Oh and have fun, and remember to bring sunglasses!

javabear90
Mar 29, 2004, 01:04 PM
maby a really good case could do the trick. this one looks good very good i may get when i go fishin at the lodge. http://www.lilipods.com/lilipods.html
take a look :)

nice...... very nice....

rainman::|:|
Mar 29, 2004, 02:10 PM
maby a really good case could do the trick. this one looks good very good i may get when i go fishin at the lodge. http://www.lilipods.com/lilipods.html
take a look :)

While it's a lovely case, it won't protect against temperature-- give it overnight, and the iPod will still be as cold as the place it's kept. A case like this can prevent water and snow from getting in, which is important, but doesn't overcome the major issue here.

paul

OutThere
Mar 29, 2004, 03:21 PM
I'll let it pass that this got posted in the Current Events board - everyone else did.
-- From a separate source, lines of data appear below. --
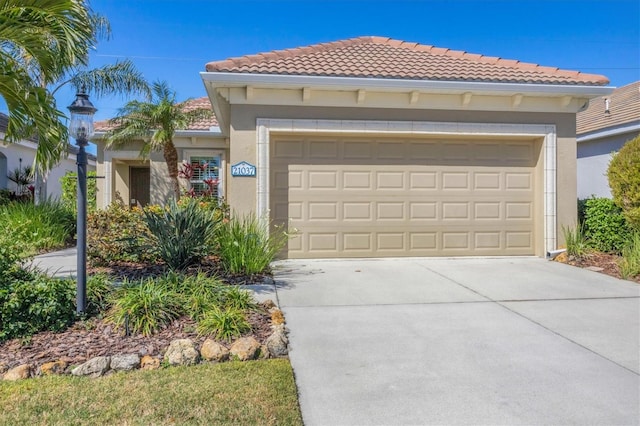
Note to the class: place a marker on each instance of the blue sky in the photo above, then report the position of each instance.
(173, 39)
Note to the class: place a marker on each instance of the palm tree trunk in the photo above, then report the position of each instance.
(171, 158)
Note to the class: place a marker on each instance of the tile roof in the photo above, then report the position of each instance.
(624, 107)
(190, 105)
(380, 57)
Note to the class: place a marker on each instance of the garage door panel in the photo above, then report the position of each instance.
(404, 197)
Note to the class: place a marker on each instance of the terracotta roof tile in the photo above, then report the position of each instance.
(624, 108)
(202, 124)
(380, 57)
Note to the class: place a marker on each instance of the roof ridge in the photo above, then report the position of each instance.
(247, 62)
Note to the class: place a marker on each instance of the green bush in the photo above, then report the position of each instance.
(99, 292)
(236, 298)
(5, 196)
(37, 304)
(605, 226)
(69, 184)
(145, 307)
(118, 234)
(576, 241)
(246, 247)
(46, 226)
(224, 324)
(182, 234)
(629, 264)
(624, 180)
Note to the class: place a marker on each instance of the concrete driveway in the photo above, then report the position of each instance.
(461, 341)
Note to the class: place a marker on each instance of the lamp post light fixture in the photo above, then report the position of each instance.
(81, 128)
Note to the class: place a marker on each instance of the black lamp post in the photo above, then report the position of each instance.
(81, 128)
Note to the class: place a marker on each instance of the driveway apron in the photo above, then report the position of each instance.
(461, 341)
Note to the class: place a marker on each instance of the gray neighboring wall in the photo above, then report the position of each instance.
(602, 129)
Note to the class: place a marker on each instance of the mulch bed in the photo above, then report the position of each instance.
(608, 263)
(93, 337)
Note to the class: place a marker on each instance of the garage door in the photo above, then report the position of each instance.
(386, 197)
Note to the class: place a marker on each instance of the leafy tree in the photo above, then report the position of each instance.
(44, 45)
(155, 123)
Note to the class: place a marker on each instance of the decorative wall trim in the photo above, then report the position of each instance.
(425, 128)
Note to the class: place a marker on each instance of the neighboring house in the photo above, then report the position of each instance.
(372, 147)
(603, 128)
(22, 154)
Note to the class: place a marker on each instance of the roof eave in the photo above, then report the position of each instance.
(607, 132)
(232, 79)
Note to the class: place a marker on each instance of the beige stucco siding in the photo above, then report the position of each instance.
(114, 164)
(242, 191)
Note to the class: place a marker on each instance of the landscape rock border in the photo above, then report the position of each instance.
(180, 352)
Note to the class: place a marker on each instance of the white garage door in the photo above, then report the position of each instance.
(385, 197)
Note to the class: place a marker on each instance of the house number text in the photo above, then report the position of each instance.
(243, 169)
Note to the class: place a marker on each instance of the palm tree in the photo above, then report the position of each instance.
(51, 36)
(43, 44)
(155, 123)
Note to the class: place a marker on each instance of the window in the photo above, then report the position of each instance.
(205, 175)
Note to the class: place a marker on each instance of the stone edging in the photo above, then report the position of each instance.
(179, 352)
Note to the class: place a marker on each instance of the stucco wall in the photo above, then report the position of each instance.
(51, 182)
(593, 161)
(160, 189)
(242, 191)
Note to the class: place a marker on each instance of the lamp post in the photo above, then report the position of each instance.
(81, 128)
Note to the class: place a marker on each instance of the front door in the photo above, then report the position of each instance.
(139, 182)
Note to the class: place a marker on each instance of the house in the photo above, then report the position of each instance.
(603, 128)
(373, 147)
(21, 154)
(136, 181)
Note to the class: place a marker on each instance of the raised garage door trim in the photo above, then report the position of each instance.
(540, 138)
(393, 196)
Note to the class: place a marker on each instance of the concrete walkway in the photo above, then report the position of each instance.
(461, 341)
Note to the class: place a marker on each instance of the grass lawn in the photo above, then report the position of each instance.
(259, 392)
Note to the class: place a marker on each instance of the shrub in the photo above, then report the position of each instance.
(199, 292)
(46, 226)
(575, 240)
(605, 226)
(182, 233)
(224, 324)
(5, 196)
(118, 234)
(629, 264)
(145, 307)
(246, 247)
(33, 305)
(99, 292)
(69, 184)
(624, 180)
(236, 298)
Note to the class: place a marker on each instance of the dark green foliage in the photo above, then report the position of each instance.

I would suggest that if you really want to take your iPod with you (how are you planning to charge it?) You should,

1) Get some sort of thick foam case with a belt loop.

2) Put a strap of cloth through the belt loop, and secure the iPod around you, under your clothes, in a warm, confortable place.

3) You'll always have to keep it on you, (iPods don't have body heat)

4) Don't take it out, just use the remote control, and make sure to have playlists and stuff set up so you don't have to browse and actually look at the screen.

5) Only ever take it out in your sleeping bag, in a tent or however you are sleeping, and don't move it anywhere where the temp goes below 0 C. In other words, keep it in your sleeping bag if you have to check on it, or select a different playlist.

6) Have the mindset that there is a good chance that it could have some problems.

7) Have Applecare that extends until after you get back.

Why Not
Mar 29, 2004, 04:01 PM
First of all, thanks a million everyone for the help. I had no idea how many people were from the midwest like myself. I think my only solution is going to be possibly to build an all-enclosed holder/heater for it.

The whole reason was to try to document the trip with it, not really to listen to any music on it. I am trying to start a small foundation that gives iPods to nursing homes and other organizations that will help spread all of our yesterday's history to todays and tomorrow's generations. I figured this might be a great way to kick it off. The "icePod" is actually going to go with a veteran climber/adventurer Alison Levine (see http://www.alisonlevine.com/ for more info). I could use a solid state player, but it would negate the entire kickoff idea. I hope you all can understand that.

Thanks a million again. This might just become a reality once I have a few technical issues worked out.

-jason

bennetsaysargh
Mar 29, 2004, 06:39 PM
i used it at -5f for about 1/2 hour this past january, and i actually didn't notice anything except the headphone wires froze solid.